La partenza di Legolas e Gimli



di Locigenius



Círdan al gabbiano cinerino affida il messaggio recante le parole, scritte in caratteri d'argento: “Galadriel attende Gimli, con il favore dei Valar”.

Stridulo è il canto dell’uccello marino che vola instancabile, sorvolando le coste, e arriva infine nell’Ithilien. Su una riva boscosa, Legolas e Gimli attendono da lungo tempo questo segno.


Molti mesi prima si erano messi in cerca di un albero ormai arido, l’avevano scalzato dalla terra e sbozzato a forma di piroga. Con grande fatica, l’avevano trasportato sulla sponda d’un rivo d’acqua che affluiva nell’Anduin; terminata l’imbarcazione, l’avevano ben levigata, calibrata, e aggiunto un piccolo albero nel mezzo. Legolas aveva intagliato i fianchi a forma d’ala dispiegata in volo e Gimli li aveva impreziositi con intarsi. I Woses avevano loro inviato una piccola opera d’arte, una polena a foggia di sinuosa testa di cigno, commista di qualità diverse di legno - pino chiaro per il becco, betulla argentata per il lungo collo, scura quercia per gli occhi - da sistemare a prua della loro barca affinché, ben alta sulla corrente, puntasse decisa verso il mare.


Le donne della casa di Barahir avevano tessuto una vela indistruttibile e leggera, mentre dalla Contea erano giunti fasci di cordame, fabbricato secondo la misteriosa tecnica di Lorien.
La bella barca, perfetta e attrezzata, attendeva anch’essa di saggiare la corrente, riposando sulla spiaggetta sabbiosa.


E giunge finalmente il gabbiano, si posa stanco sulla polena, li fissa con occhio penetrante e permette a Legolas di prendergli il messaggio custodito in un astuccio di cuoio, che porta appeso al collo. Gimli legge a sua volta, incredulo, la bella frase del suo lasciapassare e guarda l’amico, commosso per la sua gioia.


Si è alzata nel cielo una grande luna venata d’azzurro, nel corteo di pallide nuvole sfrangiate. Gimli dorme a pugni chiusi, immerso nella folta barba rugginosa. Legolas riposa alla maniera degli Elfi, guardando dall’interno i propri sogni.

Trascorre serena la loro ultima notte nella Terra di Mezzo.


L’aurora tiepida li alza dal loro sonno.


La barca viene trascinata in acqua. Da tempo erano pronte, sotto la chiglia, sezioni di robusti tronchi affinché essa rotolasse con agio sulla sabbia.

In silenzio completano gli ultimi preparativi: le cime, la vela ben arrotolata sul braccio dell’albero, alcuni sacchetti di bulbi e di semi, due pianticelle di Speranza di Fuoco e alcune provviste. Il gabbiano di Círdan s’è appollaiato sulla testa di cigno, il becco puntato verso la corrente vivace.

Sulla riva, Gimli guarda ancora verso terra per un ultimo saluto, e Legolas accanto a lui, quasi in attesa, si avvolge le spalle nel logoro mantello di Lorien.


Si imbarcano, il Nano sedendosi a poppa con timore e pacati movimenti, l’Elfo ritto in piedi a prua.
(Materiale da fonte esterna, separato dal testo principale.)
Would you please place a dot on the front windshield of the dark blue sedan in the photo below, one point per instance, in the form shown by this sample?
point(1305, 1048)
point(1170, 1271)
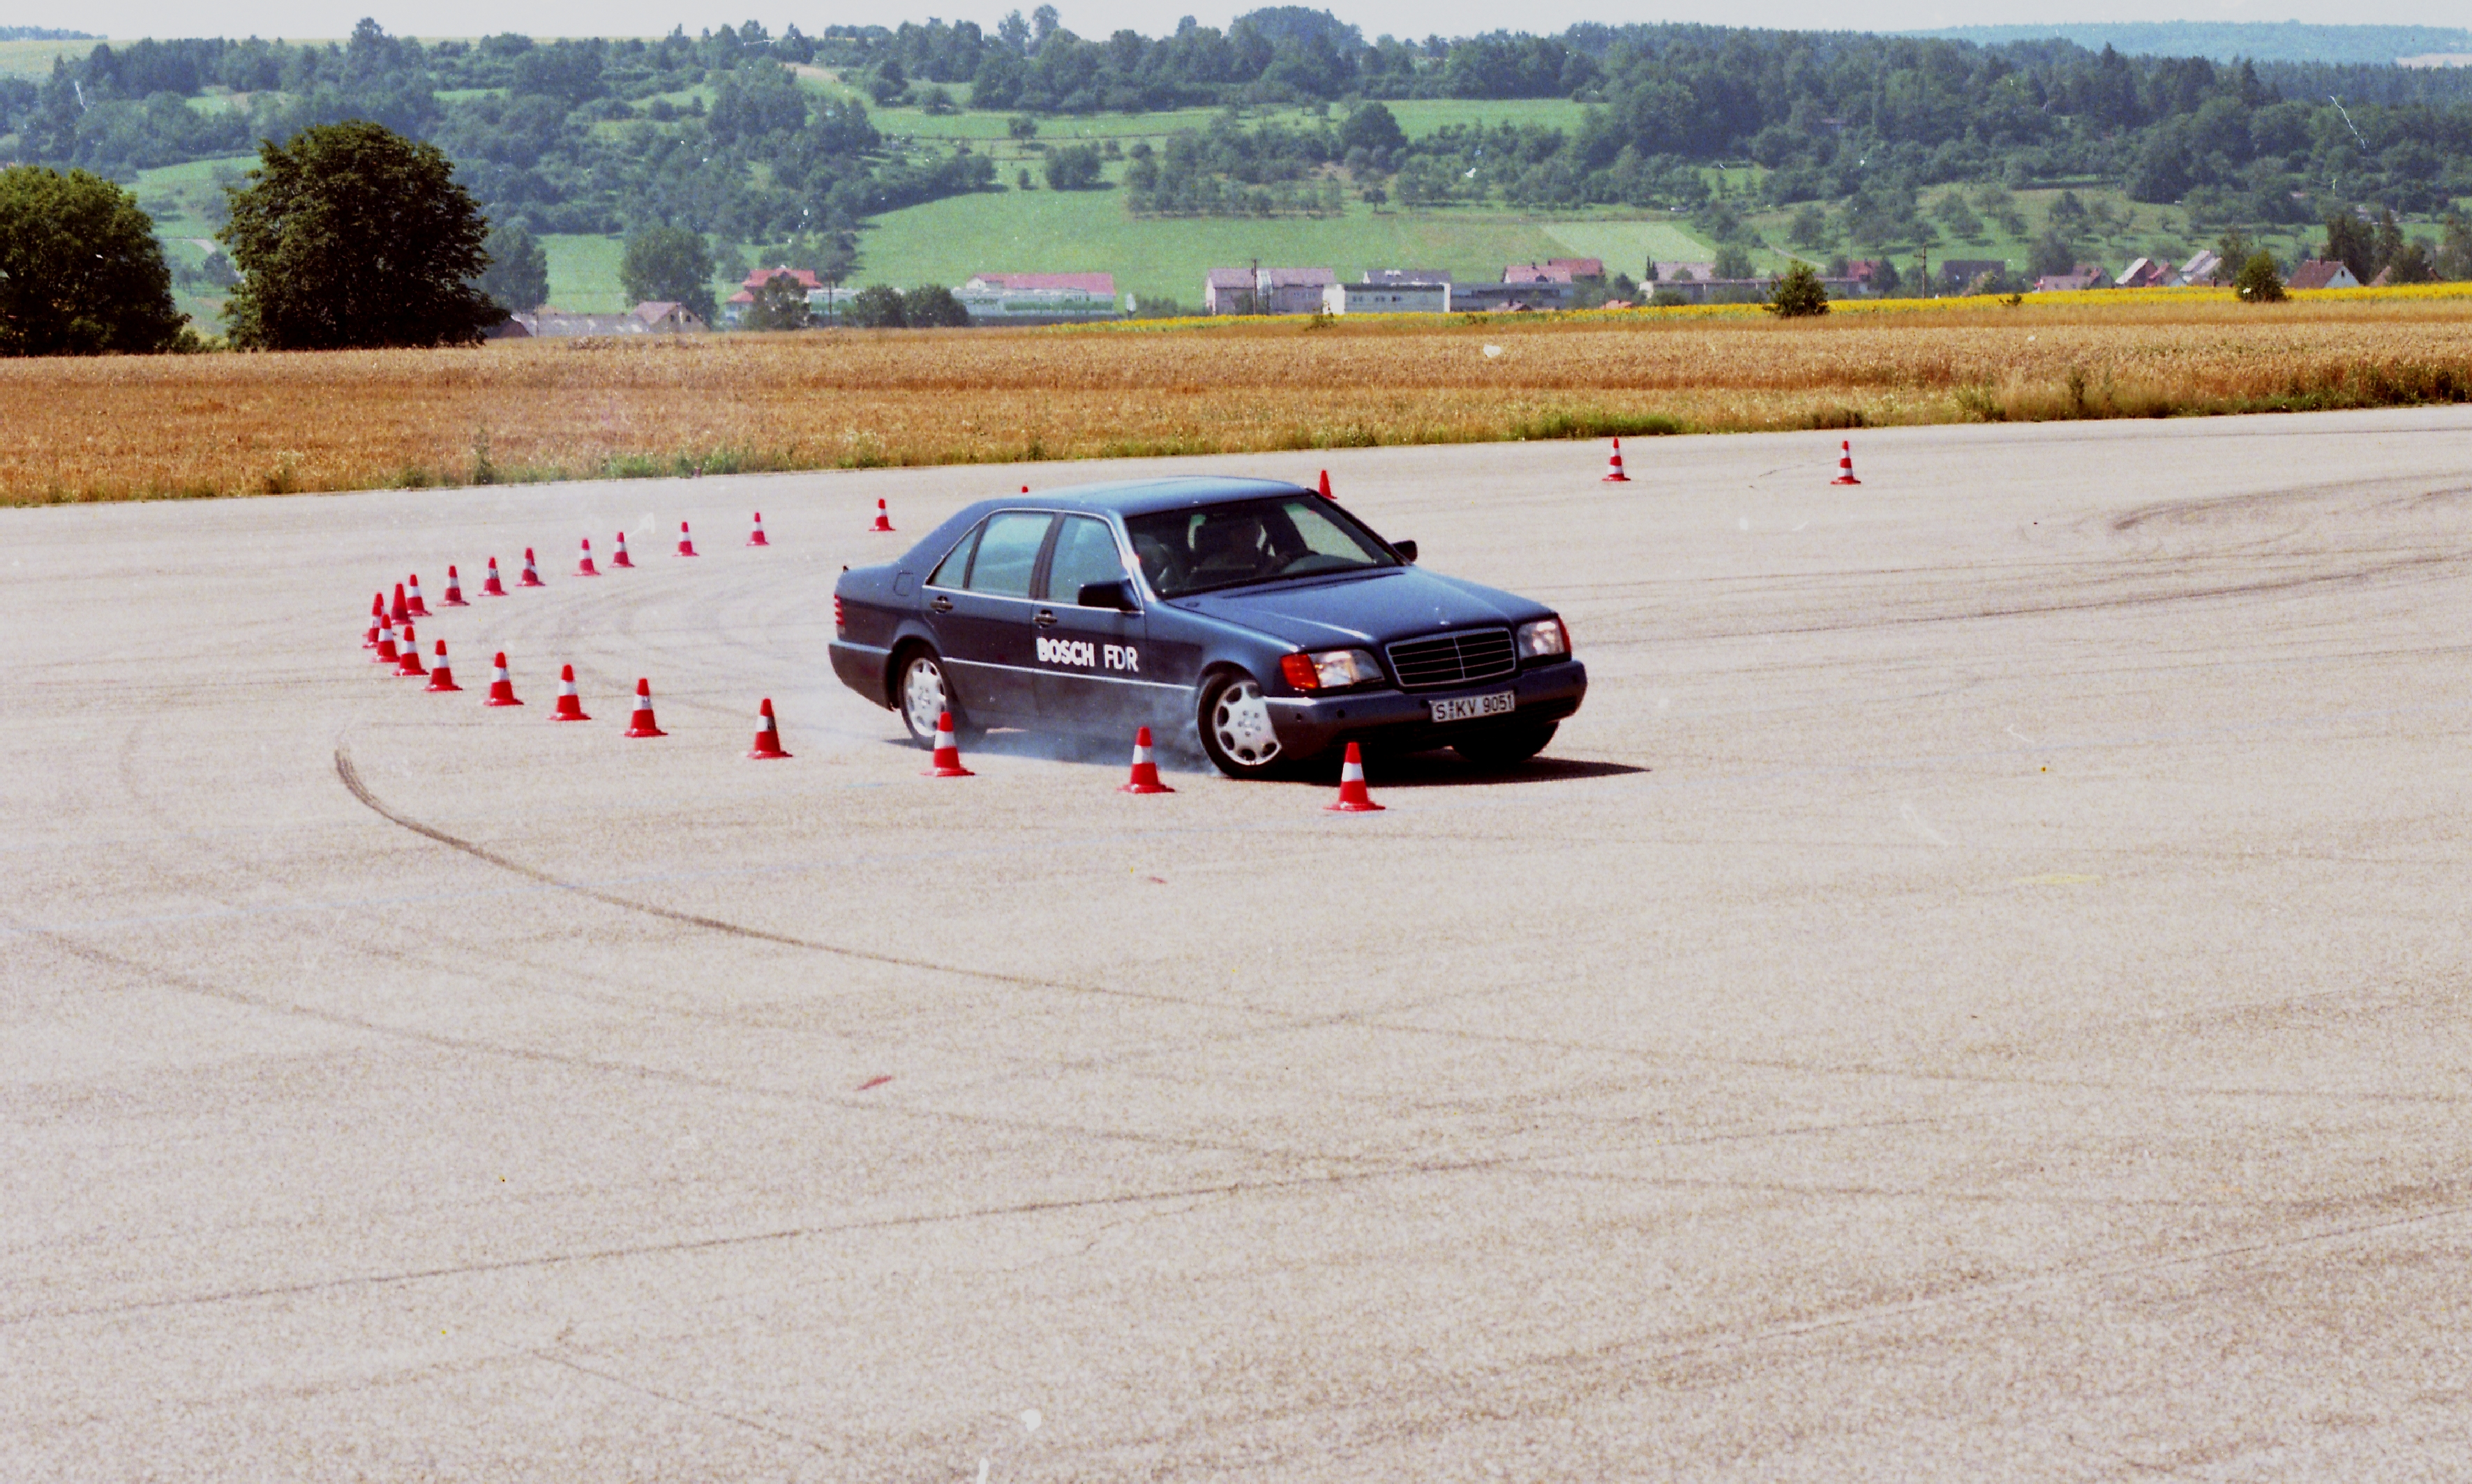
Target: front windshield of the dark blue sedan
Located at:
point(1255, 540)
Pongono mano ai remi ma richiami alti e forti provenienti dal folto del bosco, a mezza collina, li attraggono all’improvviso, volgono il capo verso un cavaliere in arrivo, al galoppo, attraverso gli alberi.

Quasi scivola dal cavallo stremato, ricoperto di schiuma, slanciandosi verso di loro per arrestare la partenza.
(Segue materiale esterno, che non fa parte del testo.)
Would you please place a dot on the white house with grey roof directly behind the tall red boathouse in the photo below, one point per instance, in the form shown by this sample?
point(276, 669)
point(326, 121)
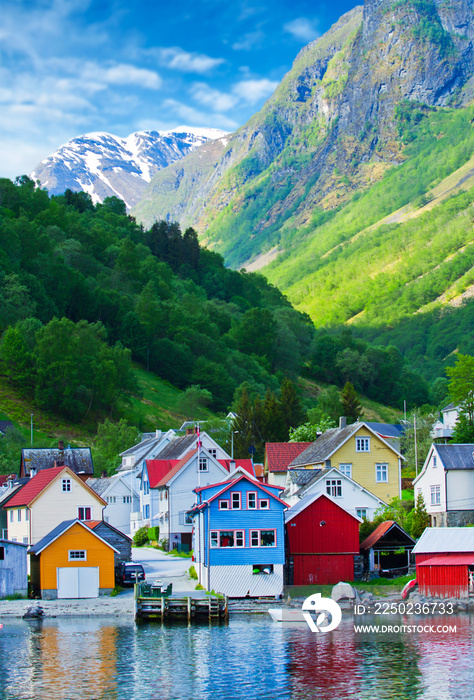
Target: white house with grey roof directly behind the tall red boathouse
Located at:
point(350, 495)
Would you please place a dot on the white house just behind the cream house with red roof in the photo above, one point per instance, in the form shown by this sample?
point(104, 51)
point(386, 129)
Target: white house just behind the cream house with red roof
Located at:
point(122, 498)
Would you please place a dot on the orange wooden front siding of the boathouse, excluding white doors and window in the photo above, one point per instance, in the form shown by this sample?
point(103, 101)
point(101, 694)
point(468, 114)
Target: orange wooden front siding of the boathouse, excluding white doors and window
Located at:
point(76, 538)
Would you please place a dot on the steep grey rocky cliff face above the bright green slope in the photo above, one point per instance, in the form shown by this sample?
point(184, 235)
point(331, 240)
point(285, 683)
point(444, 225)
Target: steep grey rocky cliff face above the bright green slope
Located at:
point(332, 127)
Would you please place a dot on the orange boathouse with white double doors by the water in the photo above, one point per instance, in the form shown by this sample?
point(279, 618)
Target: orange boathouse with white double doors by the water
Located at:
point(72, 561)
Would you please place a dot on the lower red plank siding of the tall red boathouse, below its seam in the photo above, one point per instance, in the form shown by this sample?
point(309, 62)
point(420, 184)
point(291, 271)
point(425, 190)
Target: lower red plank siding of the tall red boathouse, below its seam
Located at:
point(322, 568)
E’ un Elfo di grande bellezza, il giovane Laeggur, dalle membra forti e snelle, va verso la barca, il viso stravolto dalla stanchezza, accorato. La sua voce è rotta dalla commozione e interroga Legolas con profonda tristezza: “Dimmi, padre, perché? Partire senza un saluto, in silenzio? Non avessi sognato questo momento, non l’avessi previsto con disperazione in una notte lontana... ho salutato Thranduil, sono partito in gran furia, lasciando che il cavallo mi portasse da voi, viaggiando per molte leghe e molti giorni!”


Per qualche tempo, Legolas parla a Laeggur con dolcezza, sotto le fronde rischiarate dal primo sole, e infine lo bacia sulla fronte. Tornato alla riva, prende il grande arco che Gimli gli sporge, lo dona al figlio, sorridendo, e risale sull’imbarcazione.

I remi con forza fanno leva contro l’acqua, la spinta vigorosa di Laeggur li spedisce al centro della corrente.


Nella luce piena e immortale di Eressëa, sono attesi con ansia Legolas e Gimli, antitesi apparente, solida realtà d’amicizia e di rispetto.